Queue name Label Scope Description
runtime_capabilities_fetch RUNTIME-CAPS system Fetch runtime capability metadata from the engine.
housekeeping HOUSEKEEPING system Periodic internal maintenance.
clean_up_project_storage CLEAN UP PROJECT STORAGE project Remove orphaned project storage.
system_backup SYSTEM_BACKUP backup_infrastructure Back up the DATAMIMIC data instance.
system_restore SYSTEM_RESTORE backup_infrastructure Restore the DATAMIMIC data instance from a backup.

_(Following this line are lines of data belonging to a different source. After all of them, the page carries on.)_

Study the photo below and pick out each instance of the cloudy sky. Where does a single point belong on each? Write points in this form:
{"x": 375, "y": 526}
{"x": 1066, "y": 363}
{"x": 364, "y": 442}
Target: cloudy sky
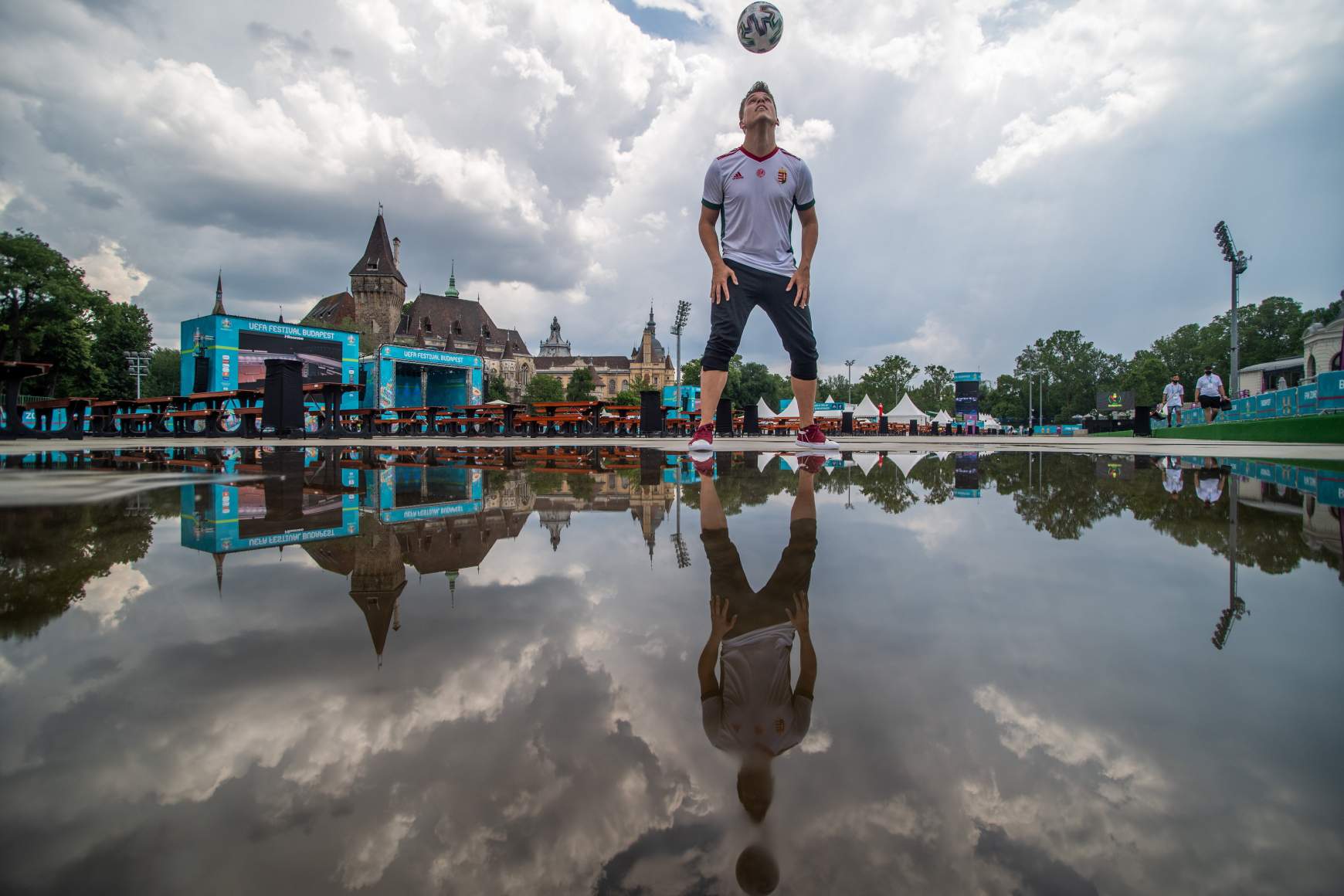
{"x": 987, "y": 171}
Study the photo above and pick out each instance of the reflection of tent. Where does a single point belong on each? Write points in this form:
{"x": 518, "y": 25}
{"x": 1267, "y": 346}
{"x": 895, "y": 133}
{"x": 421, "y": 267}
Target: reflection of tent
{"x": 864, "y": 461}
{"x": 904, "y": 463}
{"x": 866, "y": 409}
{"x": 906, "y": 412}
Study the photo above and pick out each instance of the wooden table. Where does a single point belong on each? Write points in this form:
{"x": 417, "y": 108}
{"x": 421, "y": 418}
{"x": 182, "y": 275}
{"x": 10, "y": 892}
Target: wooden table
{"x": 330, "y": 395}
{"x": 76, "y": 410}
{"x": 12, "y": 374}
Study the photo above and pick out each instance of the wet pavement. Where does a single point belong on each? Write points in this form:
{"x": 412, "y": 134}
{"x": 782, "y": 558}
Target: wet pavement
{"x": 476, "y": 669}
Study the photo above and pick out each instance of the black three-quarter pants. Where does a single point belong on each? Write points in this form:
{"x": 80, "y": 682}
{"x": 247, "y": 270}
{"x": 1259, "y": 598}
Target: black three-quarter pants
{"x": 728, "y": 319}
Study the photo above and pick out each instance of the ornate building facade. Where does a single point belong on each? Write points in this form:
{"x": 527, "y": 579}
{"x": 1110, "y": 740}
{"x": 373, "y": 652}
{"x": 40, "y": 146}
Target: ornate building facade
{"x": 612, "y": 374}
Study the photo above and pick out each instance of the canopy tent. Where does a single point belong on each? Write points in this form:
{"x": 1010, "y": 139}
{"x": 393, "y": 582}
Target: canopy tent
{"x": 864, "y": 461}
{"x": 906, "y": 412}
{"x": 866, "y": 409}
{"x": 904, "y": 463}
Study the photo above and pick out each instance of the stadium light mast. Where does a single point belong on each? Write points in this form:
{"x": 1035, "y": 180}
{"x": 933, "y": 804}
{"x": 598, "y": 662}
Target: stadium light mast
{"x": 683, "y": 312}
{"x": 1240, "y": 261}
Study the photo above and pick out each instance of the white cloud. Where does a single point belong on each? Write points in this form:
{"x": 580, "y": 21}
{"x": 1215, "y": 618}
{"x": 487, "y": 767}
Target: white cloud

A practical layout separates short interactive generation, long-running generation, and operational/source tasks across three worker groups. This mirrors the values shipped with the Helm chart:

 1
 2
 3
 4
 5
 6
 7
 8
 9
10
11
12
13
14
15
16
17
18
19
20
21
22
23
24
25
26
27
28
29
30
31
32
33
34
35
36
37
38
39
celeryworker:
  install: true

  # Each worker listens to a specific set of queues via WORKER_QUEUES.
  # The queue names are the TaskType values defined by the platform.
  workers:
    - name: operation-worker
      replicaCount: 1
      extraEnvs:
        WORKER_QUEUES: "healthcheck,housekeeping,clean_up_project_storage,runtime_capabilities_fetch,gwa_migration,ama_migration,project_git_push,project_git_update,db_metadata_scan,database_generate_model,database_generate_weighting,json_generate_model,json_generate_template,xml_generate_model,xml_generate_template,csv_generate_model,data_source_browse,data_source_scan,scan_result_generate_model"
      resources:
        limits:
          cpu: 300m
          memory: 500Mi
        requests:
          cpu: 100m
          memory: 256Mi
    - name: short-worker
      replicaCount: 1
      extraEnvs:
        WORKER_QUEUES: "standard,timed_5min,timed_30min,timed_1hour,cron"
      resources:
        limits:
          cpu: 1500m
          memory: 1.5Gi
        requests:
          cpu: 500m
          memory: 1Gi
    - name: long-worker
      replicaCount: 1
      extraEnvs:
        WORKER_QUEUES: "infinite,timed_4hour,timed_8hour,timed_24hour,system_backup,system_restore"
      resources:
        limits:
          cpu: 500m
          memory: 1Gi
        requests:
          cpu: 200m
          memory: 512Mi

Include database_generate_weighting

The database_generate_weighting (DB-GEN-WGT) queue must be consumed wherever database model generation is used. If you copied an older reference values.yaml, confirm this queue is present on a worker β€” otherwise weighting generation tasks are enqueued but never run.

Adding a queue to a worker

  1. Pick the worker group that should run the task (short interactive, long-running, or operational).
  2. Add the queue name to that worker's WORKER_QUEUES β€” comma-separated, no spaces.
  3. Roll out the worker so the new configuration takes effect.

Queue names always equal the task type value (the Queue name column above). Do not invent queue names; only the values defined by the platform are routed.

For non-Helm deployments (for example Docker Compose), set the same WORKER_QUEUES environment variable on the worker container or in its .env file.